Une offre restreinte

Dans l’Eglise catholique, ce n’est qu’en 2004 que le sport devient un point d’intérêt officiel. Jean Paul II crée alors une section Eglise et sport au sein du conseil pontifical pour les laïcs. «L’Eglise catholique a commencé à regarder comment, théologiquement et pastoralement, le sport peut contribuer à une vie de foi équilibrée», explique Alessandra Maigre qui estime que l’Eglise n’a pas assez investi le monde du sport.

Pour Olivier Bauer, l’Eglise a pu par le passé se sentir en concurrence avec la pratique sportive. JEF

Hockeyeuse à Berne, la théologienne a consacré sa thèse de doctorat, Les défis de la spiritualité dans le sport: limite, jeu et identité (Academic Press, 2024, 339 pages), défendue avec succès à l’Université de Fribourg, à l’accompagnement des sportifs. «Pour mon travail, j’ai demandé aux six diocèses de Suisse si une réflexion était menée dans ce domaine. Certains m’ont répondu par la négative, d’autres m’ont réorientée vers la pastorale des adolescents. En Eglise, quand on parle de sport, on pense à l’activité pratiquée avec les jeunes dans le cadre de la pastorale.» Et donc pas à une véritable pastorale du sport.

Il n’existe aucun accompagnement organisé de manière institutionnelle en Suisse. Hormis au sein de l’armée suisse, fréquentée par des sportifs d’élite qui peuvent, dans ce contexte, faire appel aux aumôniers militaires, parmi lesquels on compte justement Alessandra Maigre. Les initiatives en ce sens sont plutôt individuelles – le Genève-Servette Hockey Club a disposé d’un aumônier durant quelques saisons – ou le fait d’organisations privées comme Athletes in action, une structure internationale basée aux Etats-Unis et présente en Suisse depuis 1985.

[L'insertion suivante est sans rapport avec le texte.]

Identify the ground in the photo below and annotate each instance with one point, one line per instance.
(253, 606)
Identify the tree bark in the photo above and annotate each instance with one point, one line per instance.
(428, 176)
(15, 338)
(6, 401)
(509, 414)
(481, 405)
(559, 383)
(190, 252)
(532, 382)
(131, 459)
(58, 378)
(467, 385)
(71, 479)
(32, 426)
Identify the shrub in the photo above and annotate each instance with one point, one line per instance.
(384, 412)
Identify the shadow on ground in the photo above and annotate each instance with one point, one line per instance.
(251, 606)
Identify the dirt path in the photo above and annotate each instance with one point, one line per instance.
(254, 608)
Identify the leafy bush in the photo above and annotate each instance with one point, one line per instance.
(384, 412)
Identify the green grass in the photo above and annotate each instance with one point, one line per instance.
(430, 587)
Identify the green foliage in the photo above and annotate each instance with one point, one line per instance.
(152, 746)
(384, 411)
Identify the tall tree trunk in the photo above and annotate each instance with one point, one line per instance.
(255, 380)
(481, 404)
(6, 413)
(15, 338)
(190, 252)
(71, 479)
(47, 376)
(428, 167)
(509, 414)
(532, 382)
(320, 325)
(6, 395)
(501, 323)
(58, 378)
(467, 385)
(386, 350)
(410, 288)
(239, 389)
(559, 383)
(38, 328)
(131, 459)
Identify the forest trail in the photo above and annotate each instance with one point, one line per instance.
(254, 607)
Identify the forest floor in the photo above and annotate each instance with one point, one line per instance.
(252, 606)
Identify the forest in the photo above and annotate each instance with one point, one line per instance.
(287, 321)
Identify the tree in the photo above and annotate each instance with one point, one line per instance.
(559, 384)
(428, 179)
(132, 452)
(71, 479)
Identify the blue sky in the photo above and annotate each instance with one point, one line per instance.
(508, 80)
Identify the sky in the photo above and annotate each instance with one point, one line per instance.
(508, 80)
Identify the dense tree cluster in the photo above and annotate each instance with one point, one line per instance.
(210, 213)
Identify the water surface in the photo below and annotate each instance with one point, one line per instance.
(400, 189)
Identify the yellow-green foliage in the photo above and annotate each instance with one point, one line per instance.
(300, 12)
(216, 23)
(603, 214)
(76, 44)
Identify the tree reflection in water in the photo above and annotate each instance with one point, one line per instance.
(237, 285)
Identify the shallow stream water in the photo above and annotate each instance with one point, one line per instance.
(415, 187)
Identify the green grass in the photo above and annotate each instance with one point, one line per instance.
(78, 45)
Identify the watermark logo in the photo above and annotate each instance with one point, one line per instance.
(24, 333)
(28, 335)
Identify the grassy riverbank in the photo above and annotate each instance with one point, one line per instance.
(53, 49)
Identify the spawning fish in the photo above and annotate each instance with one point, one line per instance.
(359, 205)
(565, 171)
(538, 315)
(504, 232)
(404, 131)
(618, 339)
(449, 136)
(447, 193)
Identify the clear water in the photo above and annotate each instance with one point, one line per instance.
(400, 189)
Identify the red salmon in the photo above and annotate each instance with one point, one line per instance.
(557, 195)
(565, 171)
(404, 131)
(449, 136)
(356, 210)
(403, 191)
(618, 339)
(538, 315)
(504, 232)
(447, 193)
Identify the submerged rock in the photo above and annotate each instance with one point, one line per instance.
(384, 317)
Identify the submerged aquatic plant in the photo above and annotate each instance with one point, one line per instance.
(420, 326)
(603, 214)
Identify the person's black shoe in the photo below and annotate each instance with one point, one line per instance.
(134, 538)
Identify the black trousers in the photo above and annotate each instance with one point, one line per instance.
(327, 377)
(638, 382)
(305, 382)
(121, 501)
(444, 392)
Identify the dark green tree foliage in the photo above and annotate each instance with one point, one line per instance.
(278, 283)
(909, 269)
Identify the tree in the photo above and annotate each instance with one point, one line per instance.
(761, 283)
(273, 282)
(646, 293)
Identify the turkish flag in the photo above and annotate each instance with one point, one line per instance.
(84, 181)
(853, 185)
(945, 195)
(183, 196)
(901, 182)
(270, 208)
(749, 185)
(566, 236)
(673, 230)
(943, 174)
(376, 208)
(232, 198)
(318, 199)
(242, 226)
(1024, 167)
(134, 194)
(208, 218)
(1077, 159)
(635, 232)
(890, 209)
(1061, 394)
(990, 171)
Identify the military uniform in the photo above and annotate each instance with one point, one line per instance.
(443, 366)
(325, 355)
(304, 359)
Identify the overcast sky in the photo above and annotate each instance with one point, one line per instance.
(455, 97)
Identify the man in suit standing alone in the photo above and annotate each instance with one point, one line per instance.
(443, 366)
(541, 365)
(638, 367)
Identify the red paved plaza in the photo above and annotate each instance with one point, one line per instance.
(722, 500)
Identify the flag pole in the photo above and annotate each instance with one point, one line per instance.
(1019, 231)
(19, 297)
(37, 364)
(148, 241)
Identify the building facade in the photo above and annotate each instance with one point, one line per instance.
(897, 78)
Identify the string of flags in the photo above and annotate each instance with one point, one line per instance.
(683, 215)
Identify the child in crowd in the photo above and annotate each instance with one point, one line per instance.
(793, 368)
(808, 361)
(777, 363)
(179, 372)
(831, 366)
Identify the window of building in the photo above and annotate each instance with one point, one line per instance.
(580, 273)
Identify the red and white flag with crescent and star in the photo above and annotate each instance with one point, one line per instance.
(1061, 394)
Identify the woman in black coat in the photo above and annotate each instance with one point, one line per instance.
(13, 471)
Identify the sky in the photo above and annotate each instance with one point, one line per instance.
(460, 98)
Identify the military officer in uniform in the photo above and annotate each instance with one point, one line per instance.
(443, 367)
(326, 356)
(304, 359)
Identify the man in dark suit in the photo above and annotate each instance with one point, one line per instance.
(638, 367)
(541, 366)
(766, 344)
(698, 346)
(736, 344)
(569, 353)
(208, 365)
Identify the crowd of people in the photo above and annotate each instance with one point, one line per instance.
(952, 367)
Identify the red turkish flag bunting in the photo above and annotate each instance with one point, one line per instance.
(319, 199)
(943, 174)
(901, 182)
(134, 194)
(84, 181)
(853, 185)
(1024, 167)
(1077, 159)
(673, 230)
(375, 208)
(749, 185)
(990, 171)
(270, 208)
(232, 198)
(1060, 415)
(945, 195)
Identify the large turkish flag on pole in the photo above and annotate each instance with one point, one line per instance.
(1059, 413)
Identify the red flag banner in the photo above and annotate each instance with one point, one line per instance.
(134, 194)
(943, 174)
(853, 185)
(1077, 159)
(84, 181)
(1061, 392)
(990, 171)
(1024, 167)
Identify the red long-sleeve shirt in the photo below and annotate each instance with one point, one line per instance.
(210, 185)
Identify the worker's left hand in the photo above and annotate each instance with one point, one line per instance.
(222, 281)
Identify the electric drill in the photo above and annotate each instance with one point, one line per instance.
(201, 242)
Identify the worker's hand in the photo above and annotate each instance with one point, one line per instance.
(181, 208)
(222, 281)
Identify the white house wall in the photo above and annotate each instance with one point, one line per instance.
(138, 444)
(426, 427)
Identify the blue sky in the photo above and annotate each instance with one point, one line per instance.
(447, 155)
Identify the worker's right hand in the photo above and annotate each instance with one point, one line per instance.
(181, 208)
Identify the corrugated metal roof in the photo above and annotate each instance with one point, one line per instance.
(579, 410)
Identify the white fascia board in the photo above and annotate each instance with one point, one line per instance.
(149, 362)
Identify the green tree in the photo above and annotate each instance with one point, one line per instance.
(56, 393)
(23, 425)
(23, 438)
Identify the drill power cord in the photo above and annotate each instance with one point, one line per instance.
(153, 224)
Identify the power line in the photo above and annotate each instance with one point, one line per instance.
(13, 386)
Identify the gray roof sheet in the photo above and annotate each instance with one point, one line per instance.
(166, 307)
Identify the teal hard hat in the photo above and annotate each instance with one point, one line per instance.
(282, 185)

Ancienne hockeyeuse de haut niveau – elle a notamment participé aux Jeux olympiques de Turin –, Sandrine Ray accompagne des athlètes suisses et étrangers sous la bannière d’Athletes in action. «On croit qu’il est possible de concilier vie sportive et foi même si les athlètes ne peuvent pas participer à la vie d’Eglise, lance la quadragénaire. On leur permet d’approfondir leur foi et d’être en contact avec d’autres croyants.» Aux sportifs qu’elle suit et avec qui elle échange plus ou moins fréquemment, elle envoie chaque semaine une méditation spirituelle; son organisation, qui emploie trois aumôniers en Suisse, propose un groupe de partage pour jeunes élites. Tout cela se fait le plus souvent à distance. «Les athlètes bougent beaucoup et ils sont habitués à interagir de cette manière avec leur coach dans les sports individuels.» Devoir travailler par écran interposé révèle «la difficulté qu’ont les athlètes à être en lien avec le monde extérieur à leur sport», souligne encore
la Vaudoise.

En cas de crise

Théologienne et éditrice, Alessandra Maigre joue au hockey sur glace en troisième division. JEF

Un sportif est sans doute un chrétien comme un autre, mais sa situation est particulière. «Il est isolé des autres par son rythme de vie, et aussi isolé des autres sportifs par sa foi», note Sandrine Ray. Qui ajoute que «peu de personnes s’intéressent aux athlètes en tant que personnes: ils sont certes entourés, mais le coach, le manager, les sponsors, le public et même la famille, tous ont des attentes envers eux».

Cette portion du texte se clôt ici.